This is a guest post by Jacob Thomas, Lead Data Engineer at CarGurus. You can find the original article and read more from Jacob on Bostata.
When it comes to your company’s software and infrastructure, it often makes sense to buy vs. build. However, it will benefit you in the long-term to thoroughly understand and own your data management and collection. Here’s why. When it comes to software and related infrastructure, businesses get caught in a never-ending cycle of “build vs. buy”. Many third-party companies successfully solve challenges such as managing sales pipelines, accounting automation, payment processing, and internal communication. These alternatives to “building it yourself” empower companies to operate faster or more efficiently, and the overall benefit to the customer is net-positive. However, there is one critical component of your business you should reconsider leaving with third parties: your data and supporting data infrastructure.

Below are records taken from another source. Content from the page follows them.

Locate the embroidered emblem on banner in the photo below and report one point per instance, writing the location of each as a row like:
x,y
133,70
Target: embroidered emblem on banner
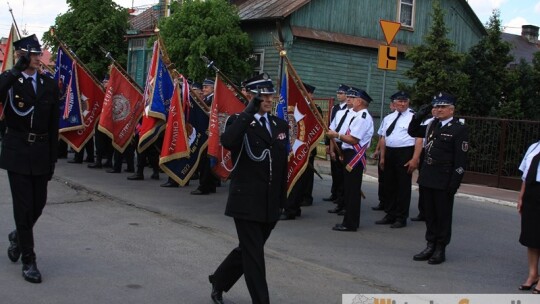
x,y
121,107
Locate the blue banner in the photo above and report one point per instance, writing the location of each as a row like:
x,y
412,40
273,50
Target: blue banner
x,y
197,119
70,103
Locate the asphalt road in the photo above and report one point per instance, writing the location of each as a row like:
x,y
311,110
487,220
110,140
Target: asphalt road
x,y
104,239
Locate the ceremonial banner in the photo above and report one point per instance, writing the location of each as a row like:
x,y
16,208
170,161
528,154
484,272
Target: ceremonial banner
x,y
304,129
91,96
179,168
70,103
224,105
123,105
9,57
9,51
157,96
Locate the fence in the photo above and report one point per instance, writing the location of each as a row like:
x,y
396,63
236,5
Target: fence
x,y
497,147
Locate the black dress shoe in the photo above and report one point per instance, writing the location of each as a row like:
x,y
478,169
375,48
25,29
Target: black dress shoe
x,y
199,192
379,207
340,227
385,221
31,273
136,176
216,295
419,218
97,165
335,210
528,287
286,217
306,204
425,254
399,224
169,184
14,252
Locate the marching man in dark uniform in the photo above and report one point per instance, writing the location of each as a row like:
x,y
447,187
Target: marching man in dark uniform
x,y
442,171
258,190
29,149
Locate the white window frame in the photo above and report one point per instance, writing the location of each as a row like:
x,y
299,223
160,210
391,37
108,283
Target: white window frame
x,y
413,9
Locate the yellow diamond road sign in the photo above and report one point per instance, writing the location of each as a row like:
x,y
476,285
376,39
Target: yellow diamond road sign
x,y
390,29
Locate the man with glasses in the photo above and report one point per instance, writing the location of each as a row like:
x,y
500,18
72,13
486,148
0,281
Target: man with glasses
x,y
336,168
442,171
29,149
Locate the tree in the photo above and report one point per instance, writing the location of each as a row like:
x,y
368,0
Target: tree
x,y
88,25
436,65
210,28
487,67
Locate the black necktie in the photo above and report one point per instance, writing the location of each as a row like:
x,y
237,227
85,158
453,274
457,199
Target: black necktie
x,y
533,170
392,125
29,82
341,121
263,122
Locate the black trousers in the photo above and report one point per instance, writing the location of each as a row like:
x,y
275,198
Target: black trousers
x,y
353,192
397,182
439,205
29,195
336,170
421,200
308,178
89,148
104,147
247,259
128,155
380,190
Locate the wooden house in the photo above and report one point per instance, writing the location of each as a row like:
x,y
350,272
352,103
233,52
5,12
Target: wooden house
x,y
336,41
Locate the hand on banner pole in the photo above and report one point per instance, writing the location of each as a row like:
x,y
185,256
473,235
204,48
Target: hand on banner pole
x,y
22,64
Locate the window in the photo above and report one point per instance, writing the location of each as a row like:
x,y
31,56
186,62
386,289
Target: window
x,y
406,13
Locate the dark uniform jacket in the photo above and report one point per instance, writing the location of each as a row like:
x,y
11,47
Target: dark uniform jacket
x,y
30,144
257,191
445,155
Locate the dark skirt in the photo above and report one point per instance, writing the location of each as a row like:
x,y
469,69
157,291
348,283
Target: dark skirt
x,y
530,217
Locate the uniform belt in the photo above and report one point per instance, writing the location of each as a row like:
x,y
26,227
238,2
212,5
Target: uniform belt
x,y
430,161
29,136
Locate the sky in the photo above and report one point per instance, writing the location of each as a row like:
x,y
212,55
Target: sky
x,y
36,16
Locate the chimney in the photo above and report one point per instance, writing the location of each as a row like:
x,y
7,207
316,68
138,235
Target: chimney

In fact, the world’s most progressive companies have this in common: an obsession with data collection and in-house data ownership. Why do they invest in building their own data infrastructure to ensure in-house data governance? Simply put, it adds long-term value, offers positive financial implications, and creates competitive advantages. Let’s take a closer look at the first advantage of data ownership.
1. Add long-term business value through data ownership.
Imagine you’re an investor evaluating two functionally-equivalent companies. Both have similar technology, a large customer base, provide real value and have been in business for about five years. Now let’s say Company 1 has four years worth of site traffic and customer behavior data, application performance metrics, clean financial data, git (code change) history, and a number of external datasets relevant to its core competencies. On the other hand, Company 2 simply has its co-founders and a small subset of the engineering it has employed along the way.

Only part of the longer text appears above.